29
The Limitations of Case-Control Matching when Estimating Average Treatment Effects

Monday, June 23, 2014
Argue Plaza

Author(s): Aaron C Miller

Discussant:

Case-control matching is frequently used in the fields of medicine and epidemiology to estimate average treatment effects (ATEs). In theory, when matching is properly implemented, it should produce estimates of ATEs similar to those of multivariate regression. However, in practice matching may suffer from additional limitations beyond basic regression analysis: exact matching can only accommodate a limited number of control variables before case observations must be eliminated, and estimation does not directly evaluate the strength of such control variables.

We demonstrate the potential dangers of matching by estimating the length of stay (LOS) attributable to nosocomial Clostridium difficileinfections (CDI). Increased LOS is the most costly outcome associated with healthcare-associated CDI. The existing literature has produced a wide range of estimates of CDI-attributable LOS estimates. Many studies have relied on exact matching to estimate attributable LOS, and estimates produced using matching techniques are larger and more variable than those using regression. We compare estimates of attributable LOS from various regression and matching methods using the 2009 HCUP Nationwide Inpatient Sample.

First, we estimate attributable LOS using a variety of commonly used regression models. These methods produce a fairly consistent range of estimates ranging from 3.0 days, with a gamma based GLM and log link, to 3.55 days with OLS.  Second, we estimate attributable-LOS by matching patients on various sets of control variables that have been frequently used in the matching literature.
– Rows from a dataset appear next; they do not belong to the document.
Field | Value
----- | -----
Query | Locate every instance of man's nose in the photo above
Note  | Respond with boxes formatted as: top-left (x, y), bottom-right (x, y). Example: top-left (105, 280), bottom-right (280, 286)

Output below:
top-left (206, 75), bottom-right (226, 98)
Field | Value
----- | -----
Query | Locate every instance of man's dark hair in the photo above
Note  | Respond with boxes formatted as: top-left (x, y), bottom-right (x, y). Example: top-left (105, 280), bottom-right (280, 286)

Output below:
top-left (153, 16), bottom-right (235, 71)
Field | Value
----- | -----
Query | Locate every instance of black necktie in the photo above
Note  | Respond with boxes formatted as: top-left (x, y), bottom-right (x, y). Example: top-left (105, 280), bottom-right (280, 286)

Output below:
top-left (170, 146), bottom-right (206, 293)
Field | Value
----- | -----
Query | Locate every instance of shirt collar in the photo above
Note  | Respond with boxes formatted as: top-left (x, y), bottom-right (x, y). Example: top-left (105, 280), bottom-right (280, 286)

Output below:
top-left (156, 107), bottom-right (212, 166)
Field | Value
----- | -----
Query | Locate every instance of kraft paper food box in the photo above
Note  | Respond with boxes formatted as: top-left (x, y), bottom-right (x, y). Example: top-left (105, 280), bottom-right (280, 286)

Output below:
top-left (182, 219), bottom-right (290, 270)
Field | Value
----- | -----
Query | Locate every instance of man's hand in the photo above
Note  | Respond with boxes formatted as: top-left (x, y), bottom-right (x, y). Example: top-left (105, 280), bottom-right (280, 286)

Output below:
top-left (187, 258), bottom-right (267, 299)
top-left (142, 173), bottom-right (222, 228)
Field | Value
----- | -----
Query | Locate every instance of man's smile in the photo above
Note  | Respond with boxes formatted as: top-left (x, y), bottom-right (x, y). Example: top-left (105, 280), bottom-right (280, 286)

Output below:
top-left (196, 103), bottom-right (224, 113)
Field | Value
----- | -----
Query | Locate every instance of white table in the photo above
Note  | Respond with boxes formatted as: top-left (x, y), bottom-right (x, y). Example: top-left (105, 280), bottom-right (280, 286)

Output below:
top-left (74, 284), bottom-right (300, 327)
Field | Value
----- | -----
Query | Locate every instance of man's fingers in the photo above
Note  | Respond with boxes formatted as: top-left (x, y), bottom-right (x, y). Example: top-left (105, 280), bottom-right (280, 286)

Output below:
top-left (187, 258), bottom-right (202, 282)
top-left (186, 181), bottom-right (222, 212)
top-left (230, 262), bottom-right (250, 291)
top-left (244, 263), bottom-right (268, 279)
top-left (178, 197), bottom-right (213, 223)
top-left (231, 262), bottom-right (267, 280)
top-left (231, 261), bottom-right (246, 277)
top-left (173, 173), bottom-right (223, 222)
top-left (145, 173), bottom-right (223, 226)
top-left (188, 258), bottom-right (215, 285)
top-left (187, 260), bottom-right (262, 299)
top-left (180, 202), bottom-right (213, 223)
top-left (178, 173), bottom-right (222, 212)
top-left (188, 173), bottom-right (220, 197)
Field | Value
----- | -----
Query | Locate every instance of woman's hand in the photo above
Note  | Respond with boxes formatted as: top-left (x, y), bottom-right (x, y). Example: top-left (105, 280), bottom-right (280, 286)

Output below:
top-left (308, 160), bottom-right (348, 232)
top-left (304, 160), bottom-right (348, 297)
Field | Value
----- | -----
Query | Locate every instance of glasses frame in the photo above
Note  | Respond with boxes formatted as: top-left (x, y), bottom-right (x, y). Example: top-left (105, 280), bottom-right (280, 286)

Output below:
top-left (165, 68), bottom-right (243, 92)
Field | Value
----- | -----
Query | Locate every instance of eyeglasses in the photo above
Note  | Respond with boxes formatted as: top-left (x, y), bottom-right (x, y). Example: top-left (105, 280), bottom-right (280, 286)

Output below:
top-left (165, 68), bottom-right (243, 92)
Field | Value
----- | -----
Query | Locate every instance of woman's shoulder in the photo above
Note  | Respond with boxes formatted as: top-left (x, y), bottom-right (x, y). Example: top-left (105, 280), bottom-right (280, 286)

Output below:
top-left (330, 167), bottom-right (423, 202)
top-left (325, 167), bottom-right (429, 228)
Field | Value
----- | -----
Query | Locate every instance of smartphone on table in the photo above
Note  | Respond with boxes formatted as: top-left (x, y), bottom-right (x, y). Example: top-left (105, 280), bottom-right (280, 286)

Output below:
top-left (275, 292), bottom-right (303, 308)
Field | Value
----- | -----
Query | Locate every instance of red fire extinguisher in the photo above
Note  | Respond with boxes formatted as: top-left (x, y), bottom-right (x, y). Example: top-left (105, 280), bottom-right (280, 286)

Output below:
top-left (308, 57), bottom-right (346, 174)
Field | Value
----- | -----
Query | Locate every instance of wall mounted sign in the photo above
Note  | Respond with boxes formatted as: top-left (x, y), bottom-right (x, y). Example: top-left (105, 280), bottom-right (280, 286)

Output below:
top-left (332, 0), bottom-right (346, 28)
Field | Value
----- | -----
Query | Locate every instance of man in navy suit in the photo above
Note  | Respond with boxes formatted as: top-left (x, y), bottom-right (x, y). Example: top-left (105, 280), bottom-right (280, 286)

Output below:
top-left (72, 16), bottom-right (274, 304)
Matching on the various sets of controls produces estimates ranging from 6.0 to 7.3 days. Using such matching estimators forced us to eliminate anywhere from 36% to 47% of the CDI cases in the sample.

We then attempt to find an ideal set of control variables to match on using an informed and naive search strategies. We first use regression to find the strongest predictors of LOS and iteratively match on variables in order of their predictive strength. Our informed matching process is able to produce an estimate of 3.62 days, while requiring only five control variables and omitting less than 1% of the CDI observations. However, the optimal match variables are different from those reported in the literature. Next, we implement a naive search by repeatedly drawing random sets of control variables. This naive search demonstrates that the control variables most frequently used in the matching literature for CDI produce estimates of the attributable-LOS that are no better than those produced from randomly drawing a set of match values.

Our results demonstrate that, in practice, case-control matching can be severely limited by the need to specify an optimal set of control variables before analysis occurs. Moreover, we were only able to obtain an optimal set of matched controls after first using regression to determine the strongest predictors of LOS. Given that matching is frequently employed in settings where control variables are chosen before observations are gathered, this represents a significant limitation for case-control-matching approaches. Our findings suggest that, while exact matching methods may be valid estimators of ATEs in theory, they may be inferior to regression in practice.